Le romancier écrit-il l’authentique, ne faisant que reproduire des
personnes issues de la réalité ? Ou bien, est-il créateur
tout puissant qui, tel le potier qui façonne la glaise, donne vie à
une entité à partir de son imagination ? La réponse se trouve
probablement entre les deux.
De
la personne au personnage
On
se trouve ici face à ce même clivage qui existe déjà entre
écriture d’information et écriture de création, entre l’écrivant
et l’écrivain.
Le
romancier n’est pas un journaliste, scripteur d’informations, il
ne retranscrit pas la réalité, ou alors partiellement, il invente
des histoires, et donc des personnages qui ne sauraient être (la
plupart du temps) des copies exactes de personnes réelles. Il
utilise donc un mélange subtil pour obtenir une sorte de
« synthèse » issue de divers éléments du réel
associés à d’autres purement imaginés. Le personnage de fiction
est ainsi créé à partir d’un assemblage finement dosé de la
part du romancier qui ne crée donc pas à partir de rien, il est
vrai, mais utilise des éléments (caractère, moralité,
psychologie, physique) issus de sa mémoire, de son vécu présent ou
passé, pour finaliser un être fictif, mais qui « sonne »

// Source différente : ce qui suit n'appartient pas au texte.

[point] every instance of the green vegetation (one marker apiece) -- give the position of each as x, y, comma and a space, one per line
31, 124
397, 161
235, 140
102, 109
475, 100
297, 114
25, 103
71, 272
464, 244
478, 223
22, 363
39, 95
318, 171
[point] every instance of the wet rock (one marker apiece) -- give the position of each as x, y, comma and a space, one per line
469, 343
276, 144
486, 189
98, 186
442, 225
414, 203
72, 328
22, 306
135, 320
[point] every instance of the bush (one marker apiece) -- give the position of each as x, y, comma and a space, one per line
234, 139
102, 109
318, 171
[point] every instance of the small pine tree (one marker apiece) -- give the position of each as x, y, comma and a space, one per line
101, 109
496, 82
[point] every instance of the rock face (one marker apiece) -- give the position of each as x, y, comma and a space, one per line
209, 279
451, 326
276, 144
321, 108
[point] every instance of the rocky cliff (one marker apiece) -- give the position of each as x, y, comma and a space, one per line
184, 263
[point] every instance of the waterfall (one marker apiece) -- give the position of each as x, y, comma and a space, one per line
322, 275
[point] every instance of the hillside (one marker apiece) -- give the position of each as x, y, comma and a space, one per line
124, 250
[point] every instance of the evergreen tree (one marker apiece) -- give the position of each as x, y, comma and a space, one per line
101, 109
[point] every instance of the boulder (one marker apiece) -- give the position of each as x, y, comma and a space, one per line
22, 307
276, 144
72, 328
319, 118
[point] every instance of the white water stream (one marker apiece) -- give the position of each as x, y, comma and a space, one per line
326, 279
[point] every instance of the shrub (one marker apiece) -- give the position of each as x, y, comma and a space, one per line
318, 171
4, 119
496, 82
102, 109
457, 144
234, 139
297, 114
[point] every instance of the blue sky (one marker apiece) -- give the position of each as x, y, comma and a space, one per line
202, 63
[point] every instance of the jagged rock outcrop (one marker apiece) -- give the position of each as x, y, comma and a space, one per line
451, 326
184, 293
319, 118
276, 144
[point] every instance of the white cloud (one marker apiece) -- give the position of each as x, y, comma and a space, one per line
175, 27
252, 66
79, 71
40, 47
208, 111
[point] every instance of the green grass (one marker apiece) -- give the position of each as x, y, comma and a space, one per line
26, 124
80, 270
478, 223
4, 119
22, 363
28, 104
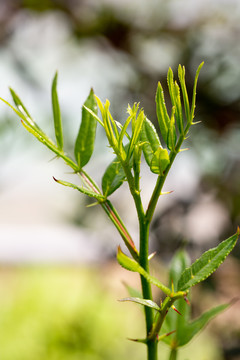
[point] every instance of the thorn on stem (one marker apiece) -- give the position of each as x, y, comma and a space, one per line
187, 301
173, 307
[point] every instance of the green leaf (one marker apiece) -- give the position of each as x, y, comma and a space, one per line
57, 114
150, 140
174, 92
144, 302
173, 320
160, 161
181, 76
19, 104
162, 115
114, 175
191, 329
132, 291
194, 90
132, 265
82, 189
207, 263
136, 132
172, 136
84, 144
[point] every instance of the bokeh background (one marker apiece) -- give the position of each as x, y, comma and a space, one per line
58, 276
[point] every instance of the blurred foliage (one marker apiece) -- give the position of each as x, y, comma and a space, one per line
71, 314
148, 37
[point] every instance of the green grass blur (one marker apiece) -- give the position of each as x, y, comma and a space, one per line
69, 313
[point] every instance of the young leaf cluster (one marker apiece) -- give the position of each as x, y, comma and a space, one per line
129, 141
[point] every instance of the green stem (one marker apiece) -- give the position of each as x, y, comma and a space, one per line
161, 179
146, 288
173, 354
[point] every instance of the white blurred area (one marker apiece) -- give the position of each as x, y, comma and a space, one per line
34, 210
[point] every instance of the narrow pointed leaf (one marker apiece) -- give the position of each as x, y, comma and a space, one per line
178, 105
82, 189
150, 140
57, 114
172, 136
173, 321
207, 263
84, 144
136, 132
18, 102
132, 291
162, 115
132, 265
194, 90
160, 161
174, 92
181, 76
114, 175
144, 302
191, 329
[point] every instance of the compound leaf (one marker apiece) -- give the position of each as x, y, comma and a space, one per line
144, 302
150, 140
132, 265
160, 161
57, 114
114, 175
84, 144
162, 115
82, 189
191, 329
207, 263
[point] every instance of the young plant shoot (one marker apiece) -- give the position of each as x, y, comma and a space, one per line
168, 320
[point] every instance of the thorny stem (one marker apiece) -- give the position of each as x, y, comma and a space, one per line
161, 179
173, 354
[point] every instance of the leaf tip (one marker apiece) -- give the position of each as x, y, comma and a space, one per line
238, 230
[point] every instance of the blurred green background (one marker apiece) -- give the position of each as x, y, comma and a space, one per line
59, 282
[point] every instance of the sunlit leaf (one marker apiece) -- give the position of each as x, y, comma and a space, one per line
86, 136
207, 263
191, 329
162, 115
82, 189
144, 302
160, 161
181, 76
114, 175
132, 265
172, 136
57, 114
194, 90
150, 140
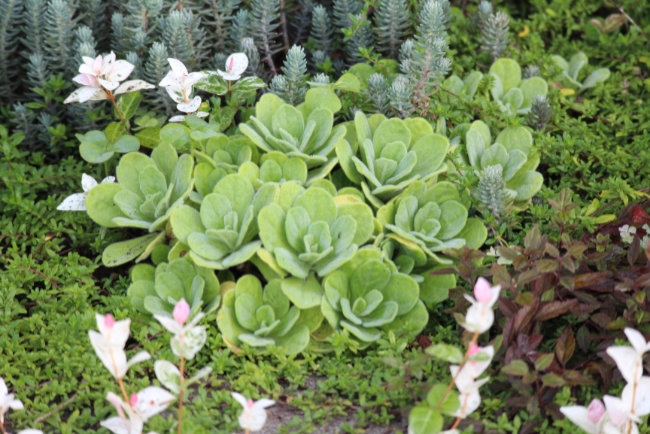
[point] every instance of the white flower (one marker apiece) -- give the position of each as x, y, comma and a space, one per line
627, 233
479, 317
77, 201
629, 360
591, 419
253, 417
179, 84
143, 405
236, 64
101, 74
188, 338
109, 345
7, 400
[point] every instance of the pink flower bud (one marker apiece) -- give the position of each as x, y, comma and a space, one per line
473, 349
181, 311
109, 321
482, 291
595, 411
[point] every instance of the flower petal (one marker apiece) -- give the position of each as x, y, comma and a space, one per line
121, 70
636, 339
82, 94
152, 400
178, 67
87, 182
190, 106
263, 403
193, 78
228, 76
106, 84
132, 86
237, 63
74, 202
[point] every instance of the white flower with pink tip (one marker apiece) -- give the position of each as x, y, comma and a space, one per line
236, 64
479, 359
253, 417
101, 76
480, 317
141, 407
109, 345
77, 201
188, 338
179, 84
619, 415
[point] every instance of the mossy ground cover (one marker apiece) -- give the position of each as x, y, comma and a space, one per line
597, 143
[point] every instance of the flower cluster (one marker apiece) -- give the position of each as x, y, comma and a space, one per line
100, 79
77, 201
253, 416
628, 233
140, 408
179, 84
478, 319
135, 410
619, 415
466, 378
109, 345
188, 339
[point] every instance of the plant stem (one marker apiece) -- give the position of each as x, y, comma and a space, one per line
180, 396
111, 98
123, 389
460, 368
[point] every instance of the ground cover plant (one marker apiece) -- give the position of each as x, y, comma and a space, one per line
344, 216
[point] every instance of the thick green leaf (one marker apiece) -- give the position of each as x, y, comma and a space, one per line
128, 104
124, 251
424, 420
304, 293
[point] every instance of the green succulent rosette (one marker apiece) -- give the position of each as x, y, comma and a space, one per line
311, 230
148, 190
275, 167
514, 95
368, 297
513, 151
223, 155
223, 232
425, 220
306, 132
158, 289
261, 317
385, 156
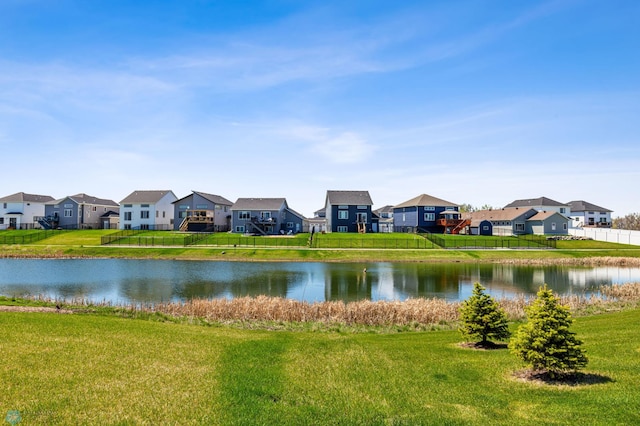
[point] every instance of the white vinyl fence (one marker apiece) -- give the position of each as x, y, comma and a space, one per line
621, 236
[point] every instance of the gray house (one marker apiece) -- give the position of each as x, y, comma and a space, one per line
202, 212
542, 204
548, 223
505, 222
80, 211
585, 214
426, 213
265, 216
349, 211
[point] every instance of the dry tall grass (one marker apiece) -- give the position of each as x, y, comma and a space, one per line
411, 312
372, 313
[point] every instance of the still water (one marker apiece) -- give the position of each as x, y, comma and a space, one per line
122, 281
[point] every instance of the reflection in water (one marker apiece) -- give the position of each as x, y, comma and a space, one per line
125, 281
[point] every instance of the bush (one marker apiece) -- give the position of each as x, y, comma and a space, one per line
481, 316
545, 342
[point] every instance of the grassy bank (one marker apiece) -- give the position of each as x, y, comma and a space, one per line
88, 369
343, 247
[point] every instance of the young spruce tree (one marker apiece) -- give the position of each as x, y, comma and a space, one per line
481, 316
545, 342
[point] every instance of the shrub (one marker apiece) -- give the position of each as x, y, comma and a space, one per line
481, 316
545, 342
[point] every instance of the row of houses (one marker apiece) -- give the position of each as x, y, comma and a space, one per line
343, 211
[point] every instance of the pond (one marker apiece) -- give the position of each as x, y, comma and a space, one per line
121, 281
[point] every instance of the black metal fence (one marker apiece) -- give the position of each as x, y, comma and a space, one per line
480, 242
27, 238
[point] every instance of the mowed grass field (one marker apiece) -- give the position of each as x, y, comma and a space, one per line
91, 369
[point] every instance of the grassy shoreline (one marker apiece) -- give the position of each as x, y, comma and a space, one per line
102, 369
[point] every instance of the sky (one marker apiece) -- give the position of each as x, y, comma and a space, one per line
476, 102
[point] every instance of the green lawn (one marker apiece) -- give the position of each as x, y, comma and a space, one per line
90, 369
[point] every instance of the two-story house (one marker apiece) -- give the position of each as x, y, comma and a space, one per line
80, 211
542, 204
585, 214
349, 211
22, 211
265, 216
426, 213
202, 212
147, 210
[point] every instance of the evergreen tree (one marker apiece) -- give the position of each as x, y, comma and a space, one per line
545, 342
481, 316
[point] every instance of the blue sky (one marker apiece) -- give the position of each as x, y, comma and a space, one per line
479, 102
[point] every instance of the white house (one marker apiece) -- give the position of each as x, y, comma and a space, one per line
22, 211
584, 214
147, 210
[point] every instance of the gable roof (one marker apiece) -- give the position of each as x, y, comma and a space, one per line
384, 209
146, 197
359, 198
21, 197
507, 213
546, 214
530, 202
426, 200
259, 204
87, 199
583, 206
215, 199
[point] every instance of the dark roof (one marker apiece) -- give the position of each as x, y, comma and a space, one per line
21, 197
507, 213
215, 199
583, 206
146, 197
259, 204
353, 198
385, 209
426, 200
531, 202
546, 214
87, 199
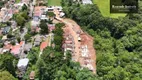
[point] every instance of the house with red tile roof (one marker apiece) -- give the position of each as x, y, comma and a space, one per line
51, 27
17, 49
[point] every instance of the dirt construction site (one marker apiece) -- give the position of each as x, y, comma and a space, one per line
82, 44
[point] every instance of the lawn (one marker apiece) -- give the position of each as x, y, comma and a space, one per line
54, 2
104, 6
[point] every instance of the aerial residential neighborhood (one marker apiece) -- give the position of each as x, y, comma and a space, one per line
69, 40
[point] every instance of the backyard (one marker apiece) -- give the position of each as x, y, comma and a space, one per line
105, 10
54, 2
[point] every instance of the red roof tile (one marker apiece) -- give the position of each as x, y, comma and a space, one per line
43, 45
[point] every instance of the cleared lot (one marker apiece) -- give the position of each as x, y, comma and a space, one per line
54, 2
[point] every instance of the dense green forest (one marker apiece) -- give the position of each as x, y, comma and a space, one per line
118, 42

vrai. Pour réussir cela, l’auteur introduit donc différents
ingrédients qu’il extrait : de sa propre personne, d’autres
personnes observées, voire même parfois de personnages inventés
par d’autres (Michel Tournier et son personnage de Vendredi dans
Vendredi
ou les Limbes du Pacifique,
personnage « revisité » tiré du roman de Daniel Defoe
Robinson
Crusoé).
Le
romancier utilise alors une
liaison
particulière,
une sorte de frontière à cheval entre imaginaire et réalité, un
« espace interstitiel » en somme, où le « curseur »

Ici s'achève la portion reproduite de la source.